Typical static notebooks are boring. We have a dedicated interactive module for this week.

[👉 **Click here to open the Interactive Visualization**](../../interactive_platform/modules/week2_transformer/interactive.html)

*(Note: Open this link in a new tab to keep the notebook running)*

# Week 2: The Transformer Architecture (Attention is All You Need)

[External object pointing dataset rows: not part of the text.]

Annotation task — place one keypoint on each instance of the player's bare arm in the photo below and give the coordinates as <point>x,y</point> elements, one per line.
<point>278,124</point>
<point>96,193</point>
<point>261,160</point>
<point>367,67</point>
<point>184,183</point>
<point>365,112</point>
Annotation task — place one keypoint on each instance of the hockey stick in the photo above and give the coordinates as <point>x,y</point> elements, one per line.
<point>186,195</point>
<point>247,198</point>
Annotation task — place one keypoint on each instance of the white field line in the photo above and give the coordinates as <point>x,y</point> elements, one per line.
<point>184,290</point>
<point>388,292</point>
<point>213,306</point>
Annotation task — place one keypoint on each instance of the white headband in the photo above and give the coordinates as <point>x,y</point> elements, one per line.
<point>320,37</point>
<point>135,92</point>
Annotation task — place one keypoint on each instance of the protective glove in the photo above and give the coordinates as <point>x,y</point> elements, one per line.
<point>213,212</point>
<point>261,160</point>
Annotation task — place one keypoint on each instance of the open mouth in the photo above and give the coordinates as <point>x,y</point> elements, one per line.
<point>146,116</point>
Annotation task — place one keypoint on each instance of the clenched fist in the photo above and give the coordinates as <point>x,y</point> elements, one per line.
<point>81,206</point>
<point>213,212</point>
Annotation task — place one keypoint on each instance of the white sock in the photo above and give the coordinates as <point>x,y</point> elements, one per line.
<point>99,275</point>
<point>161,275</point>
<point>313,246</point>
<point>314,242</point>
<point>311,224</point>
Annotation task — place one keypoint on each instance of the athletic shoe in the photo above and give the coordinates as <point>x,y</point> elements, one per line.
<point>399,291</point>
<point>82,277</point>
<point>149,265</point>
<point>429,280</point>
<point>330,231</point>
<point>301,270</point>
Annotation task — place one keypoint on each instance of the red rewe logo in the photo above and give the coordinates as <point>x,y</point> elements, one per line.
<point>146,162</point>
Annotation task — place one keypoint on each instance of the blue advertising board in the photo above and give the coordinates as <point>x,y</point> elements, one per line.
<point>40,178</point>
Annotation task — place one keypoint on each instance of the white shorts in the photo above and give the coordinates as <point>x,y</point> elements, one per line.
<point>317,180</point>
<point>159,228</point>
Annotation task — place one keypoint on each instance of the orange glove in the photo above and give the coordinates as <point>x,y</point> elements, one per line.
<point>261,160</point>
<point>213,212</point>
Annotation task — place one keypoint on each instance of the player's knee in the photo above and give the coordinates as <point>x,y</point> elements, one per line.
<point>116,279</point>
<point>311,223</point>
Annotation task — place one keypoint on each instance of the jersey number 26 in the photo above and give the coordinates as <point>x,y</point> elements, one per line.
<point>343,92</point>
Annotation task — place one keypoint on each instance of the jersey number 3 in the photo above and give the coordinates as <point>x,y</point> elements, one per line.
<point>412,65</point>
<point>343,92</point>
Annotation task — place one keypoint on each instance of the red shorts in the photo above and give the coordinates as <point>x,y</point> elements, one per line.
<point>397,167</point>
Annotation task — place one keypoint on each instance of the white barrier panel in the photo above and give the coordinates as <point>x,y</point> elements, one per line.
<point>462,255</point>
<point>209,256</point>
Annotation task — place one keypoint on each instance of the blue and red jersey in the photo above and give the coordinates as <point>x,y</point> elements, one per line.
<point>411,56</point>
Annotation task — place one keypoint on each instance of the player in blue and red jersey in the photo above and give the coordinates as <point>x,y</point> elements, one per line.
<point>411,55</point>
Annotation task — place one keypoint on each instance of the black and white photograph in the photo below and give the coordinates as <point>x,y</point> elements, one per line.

Welcome to Week 2! This week is the **heart** of modern LLMs. We are going to build the Transformer architecture from scratch, specifically the **Encoder Block** and **Self-Attention** mechanism.

## Goals:
1. Understand Scaled Dot-Product Attention.
2. Implement Multi-Head Attention manually.
3. Build a full Transformer Block.

In [None]:
import torch
import torch.nn as nn
import torch.nn.functional as F
import math

# Setup device
device = torch.device('cuda' if torch.cuda.is_available() else 'cpu')
print(f"Using device: {device}")

## 1. The Math of Self-Attention

$$ \text{Attention}(Q, K, V) = \text{softmax}\left(\frac{QK^T}{\sqrt{d_k}}\right)V $$

Let's implement this step-by-step.

In [None]:
def scaled_dot_product_attention(query, key, value, mask=None):
    d_k = query.size(-1)
    # scores = Q @ K^T / sqrt(d_k)
    scores = torch.matmul(query, key.transpose(-2, -1)) / math.sqrt(d_k)
    
    if mask is not None:
        scores = scores.masked_fill(mask == 0, -1e9)
    
    # Softmax over the last dimension
    attention_weights = F.softmax(scores, dim=-1)
    
    # Weighted sum of values
    output = torch.matmul(attention_weights, value)
    return output, attention_weights

## 2. Multi-Head Attention Module

Now we wrap this in a proper `nn.Module` with linear layers for projections.

In [None]:
class MultiHeadAttention(nn.Module):
    def __init__(self, d_model, num_heads):
        super().__init__()
        
        assert d_model % num_heads == 0, "d_model must be divisible by num_heads"
        
        self.d_model = d_model
        self.num_heads = num_heads
        self.d_k = d_model // num_heads
        
        # Linear layers for Q, K, V
        self.W_q = nn.Linear(d_model, d_model)
        self.W_k = nn.Linear(d_model, d_model)
        self.W_v = nn.Linear(d_model, d_model)
        
        self.W_o = nn.Linear(d_model, d_model)
        
    def split_heads(self, x):
        # x: [batch, seq_len, d_model]
        # -> [batch, seq_len, num_heads, d_k]
        # -> [batch, num_heads, seq_len, d_k]
        batch_size, seq_len, _ = x.size()
        x = x.view(batch_size, seq_len, self.num_heads, self.d_k)
        return x.permute(0, 2, 1, 3)
    
    def combine_heads(self, x):
        # Inverse of split_heads
        batch_size, num_heads, seq_len, d_k = x.size()
        x = x.permute(0, 2, 1, 3).contiguous()
        return x.view(batch_size, seq_len, self.d_model)
    
    def forward(self, q, k, v, mask=None):
        # 1. Project and split
        q = self.split_heads(self.W_q(q))
        k = self.split_heads(self.W_k(k))
        v = self.split_heads(self.W_v(v))
        
        # 2. Attention
        attn_out, weights = scaled_dot_product_attention(q, k, v, mask)
        
        # 3. Combine and project output
        out = self.combine_heads(attn_out)
        return self.W_o(out)

## 3. Verify Implementation

Create random tensors and check if shapes are preserved.

In [None]:
d_model = 512
num_heads = 8
seq_len = 50
batch_size = 32

x = torch.randn(batch_size, seq_len, d_model)
mha = MultiHeadAttention(d_model, num_heads)

output = mha(x, x, x)
print("Input shape:", x.shape)
print("Output shape:", output.shape)

assert output.shape == x.shape, "Output shape mismatch!"